In 2015, UN member states adopted 17 Sustainable Development Goals (SDGs) – social and environmental targets to bring the world together to work towards a better and more sustainable future for all.
The SDGs are helping tackle these global challenges: they comprise 169 targets that cover a wide range of issues, including poverty, inequality and climate change.
Interconnectivity of SDGs
At the Aquaculture Stewardship Council (ASC) we wanted to know how many SDGs our work in responsible fish farming was contributing towards. SDG 14 is Life Below Water, so is of course very relevant to our work. This work is ongoing and will result in a full benchmarking report, but what we have found so far is that we are contributing towards a surprisingly high number of other SDGs. In fact, every single SDG includes at least two targets within the scope of our work, with 93 relevant targets altogether.
Why so many? The other SDGs are not just about food, after all – in fact, only one is explicitly about food (Zero Hunger), with two others closely related (Good Health and Wellbeing; Responsible Consumption and Production).
Promoting responsible aquaculture
How we produce our food is interconnected with so many other issues, meaning responsible aquaculture can contribute to SDGs that on the face of it have nothing to do with seafood. For example, SDGs like Gender Equality (the seafood sector employs a high proportion of women, directly and indirectly), or Decent Work and Economic Growth (aquaculture is a vital part of the economy of many developing countries).
How we produce our food is interconnected with so many other issues, meaning responsible aquaculture can contribute to SDGs that on the face of it have nothing to do with seafood.
This is encouraging as it shows that even something as seemingly small as what food we choose to buy and eat can have far-reaching impacts.
It should also sound a note of caution: because while responsible aquaculture can contribute to the SDGs, irresponsible aquaculture can harm them.
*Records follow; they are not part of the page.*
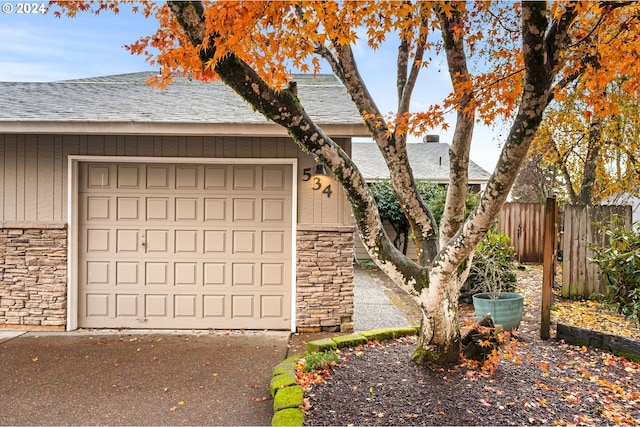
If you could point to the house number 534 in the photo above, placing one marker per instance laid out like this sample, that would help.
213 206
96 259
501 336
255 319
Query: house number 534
316 182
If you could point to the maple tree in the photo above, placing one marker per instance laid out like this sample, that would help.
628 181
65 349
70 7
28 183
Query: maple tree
598 156
504 59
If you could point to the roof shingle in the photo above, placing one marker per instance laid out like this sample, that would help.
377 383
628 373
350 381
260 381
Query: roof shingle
429 162
126 98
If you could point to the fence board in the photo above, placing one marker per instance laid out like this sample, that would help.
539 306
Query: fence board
524 224
582 227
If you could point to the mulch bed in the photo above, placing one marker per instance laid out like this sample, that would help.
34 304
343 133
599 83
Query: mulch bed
545 383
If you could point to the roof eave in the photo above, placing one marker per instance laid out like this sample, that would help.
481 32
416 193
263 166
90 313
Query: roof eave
169 128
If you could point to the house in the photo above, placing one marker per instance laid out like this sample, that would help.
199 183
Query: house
125 206
429 162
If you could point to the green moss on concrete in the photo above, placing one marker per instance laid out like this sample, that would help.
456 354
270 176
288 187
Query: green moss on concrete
288 417
350 340
321 345
286 366
378 334
406 332
289 397
281 381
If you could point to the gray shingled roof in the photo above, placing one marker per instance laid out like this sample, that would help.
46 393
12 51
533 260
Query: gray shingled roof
126 98
429 162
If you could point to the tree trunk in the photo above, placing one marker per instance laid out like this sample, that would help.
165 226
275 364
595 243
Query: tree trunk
439 340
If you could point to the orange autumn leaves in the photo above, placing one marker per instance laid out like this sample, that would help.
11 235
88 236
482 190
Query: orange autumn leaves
276 37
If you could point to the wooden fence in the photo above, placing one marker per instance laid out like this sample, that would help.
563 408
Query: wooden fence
583 226
524 224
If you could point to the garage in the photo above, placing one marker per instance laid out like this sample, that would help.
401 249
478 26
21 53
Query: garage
172 245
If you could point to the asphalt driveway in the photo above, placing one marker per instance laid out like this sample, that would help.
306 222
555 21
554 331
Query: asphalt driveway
129 378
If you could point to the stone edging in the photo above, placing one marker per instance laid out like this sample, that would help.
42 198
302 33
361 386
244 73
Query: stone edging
621 346
288 396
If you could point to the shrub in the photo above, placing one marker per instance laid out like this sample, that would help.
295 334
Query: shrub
619 264
493 266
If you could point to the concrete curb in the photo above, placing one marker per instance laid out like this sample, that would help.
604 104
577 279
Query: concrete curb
288 396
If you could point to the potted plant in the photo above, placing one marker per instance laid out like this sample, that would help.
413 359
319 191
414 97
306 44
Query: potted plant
492 281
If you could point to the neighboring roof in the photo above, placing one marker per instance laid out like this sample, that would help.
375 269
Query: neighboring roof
125 103
429 162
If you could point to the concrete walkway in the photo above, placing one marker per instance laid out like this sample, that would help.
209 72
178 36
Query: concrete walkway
372 308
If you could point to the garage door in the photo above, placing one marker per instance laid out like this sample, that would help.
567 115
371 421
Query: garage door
184 246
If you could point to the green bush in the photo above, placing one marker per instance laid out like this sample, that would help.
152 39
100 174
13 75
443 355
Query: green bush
619 263
493 267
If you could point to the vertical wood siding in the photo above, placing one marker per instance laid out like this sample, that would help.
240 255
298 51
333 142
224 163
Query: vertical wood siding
524 224
33 180
582 227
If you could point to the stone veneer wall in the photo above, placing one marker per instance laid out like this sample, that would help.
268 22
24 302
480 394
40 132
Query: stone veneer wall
33 276
324 291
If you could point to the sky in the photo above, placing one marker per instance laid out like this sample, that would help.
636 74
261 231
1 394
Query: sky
40 48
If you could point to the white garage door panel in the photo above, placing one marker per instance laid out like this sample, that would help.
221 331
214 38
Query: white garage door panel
185 246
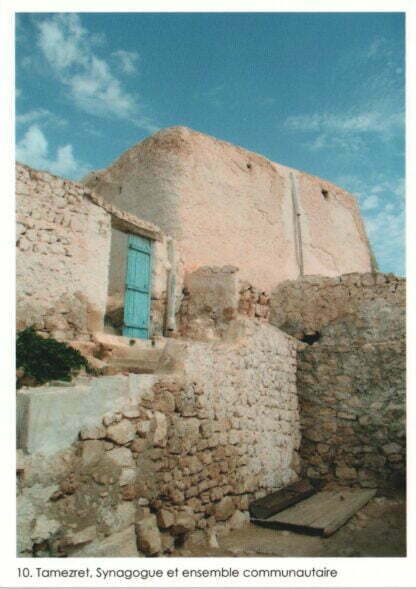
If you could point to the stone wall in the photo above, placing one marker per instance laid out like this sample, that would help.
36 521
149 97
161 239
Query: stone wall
226 205
351 379
317 303
178 453
63 245
212 297
352 401
65 267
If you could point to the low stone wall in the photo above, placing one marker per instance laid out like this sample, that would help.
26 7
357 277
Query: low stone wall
63 238
351 379
352 401
179 452
63 243
309 304
213 296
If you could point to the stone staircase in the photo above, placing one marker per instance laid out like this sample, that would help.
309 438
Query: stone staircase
112 354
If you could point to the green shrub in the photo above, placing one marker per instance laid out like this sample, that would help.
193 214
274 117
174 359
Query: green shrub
46 359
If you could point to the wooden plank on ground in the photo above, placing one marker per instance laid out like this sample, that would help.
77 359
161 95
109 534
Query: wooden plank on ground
321 514
275 502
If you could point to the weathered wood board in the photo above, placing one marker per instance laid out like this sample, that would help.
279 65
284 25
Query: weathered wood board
321 514
275 502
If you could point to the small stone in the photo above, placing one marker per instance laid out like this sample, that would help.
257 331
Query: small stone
131 413
112 418
139 445
168 543
44 528
127 476
93 432
80 537
92 452
165 519
129 492
346 472
149 540
392 448
122 432
161 430
143 428
121 457
224 509
184 523
237 520
212 539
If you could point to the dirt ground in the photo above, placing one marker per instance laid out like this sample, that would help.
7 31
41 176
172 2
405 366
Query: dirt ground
378 529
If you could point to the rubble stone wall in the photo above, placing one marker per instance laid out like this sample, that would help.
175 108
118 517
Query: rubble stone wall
352 401
317 303
351 381
63 243
180 453
213 296
69 244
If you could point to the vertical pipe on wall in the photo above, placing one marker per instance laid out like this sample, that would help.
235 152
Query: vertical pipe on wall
297 225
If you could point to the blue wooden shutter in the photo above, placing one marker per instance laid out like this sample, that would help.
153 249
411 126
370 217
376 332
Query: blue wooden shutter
137 292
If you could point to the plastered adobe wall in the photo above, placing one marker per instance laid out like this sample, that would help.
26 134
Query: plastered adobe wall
226 205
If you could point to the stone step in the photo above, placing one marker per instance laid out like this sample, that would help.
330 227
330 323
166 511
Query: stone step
141 362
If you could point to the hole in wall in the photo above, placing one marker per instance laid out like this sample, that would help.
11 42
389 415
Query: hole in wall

If farms don’t have strong anti-discrimination policies in place, gender equality will not improve. Life below water cannot thrive if irresponsible farms are degrading oceans and rivers.
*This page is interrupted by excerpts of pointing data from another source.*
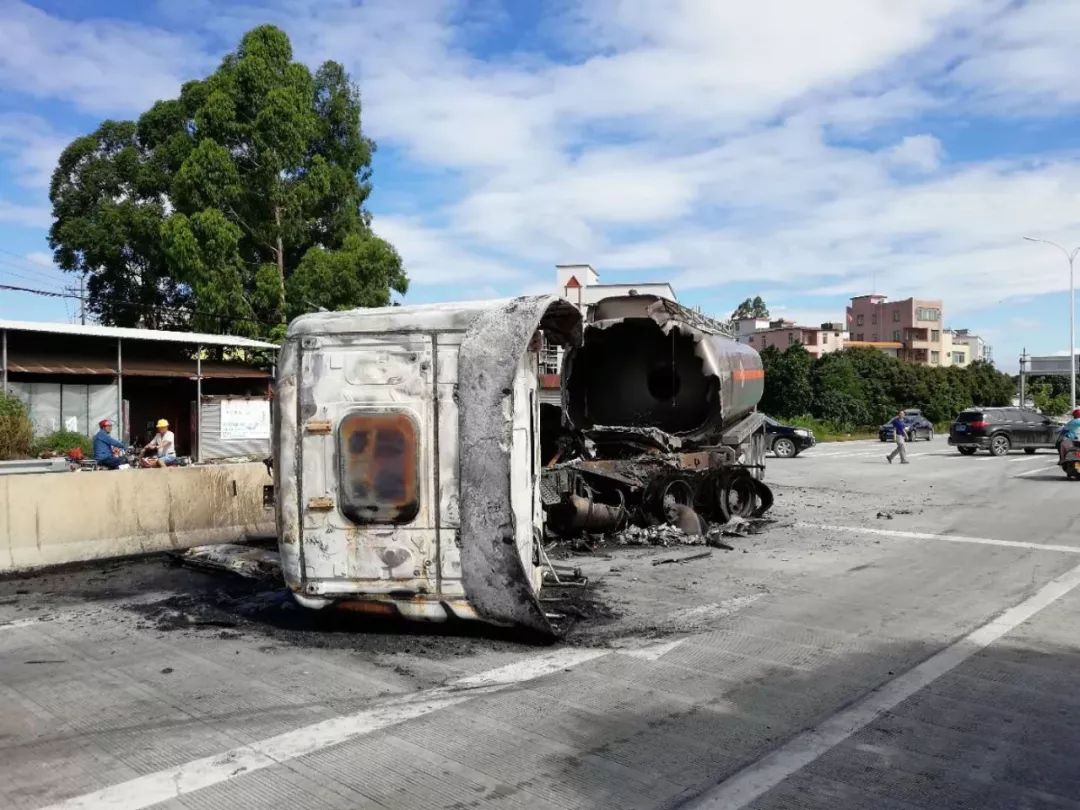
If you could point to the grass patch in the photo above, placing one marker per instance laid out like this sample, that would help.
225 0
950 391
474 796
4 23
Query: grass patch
826 431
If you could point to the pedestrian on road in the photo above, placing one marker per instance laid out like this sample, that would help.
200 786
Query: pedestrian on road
900 433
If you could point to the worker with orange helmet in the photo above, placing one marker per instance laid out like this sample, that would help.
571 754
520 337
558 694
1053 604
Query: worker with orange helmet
164 444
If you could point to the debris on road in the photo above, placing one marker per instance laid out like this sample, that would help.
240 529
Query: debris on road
245 561
665 561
The SDGs are targets for the future, but ASC certification requires farms to make improvements right now. Only farms that demonstrate they meet hundreds of requirements for responsible production can use the ASC logo. Choosing their seafood helps to accelerate the reaching of these critical targets. Aligning with the SDGs shows that the little choices we make can have wide-ranging impacts – it’s up to us whether they’re positive or negative.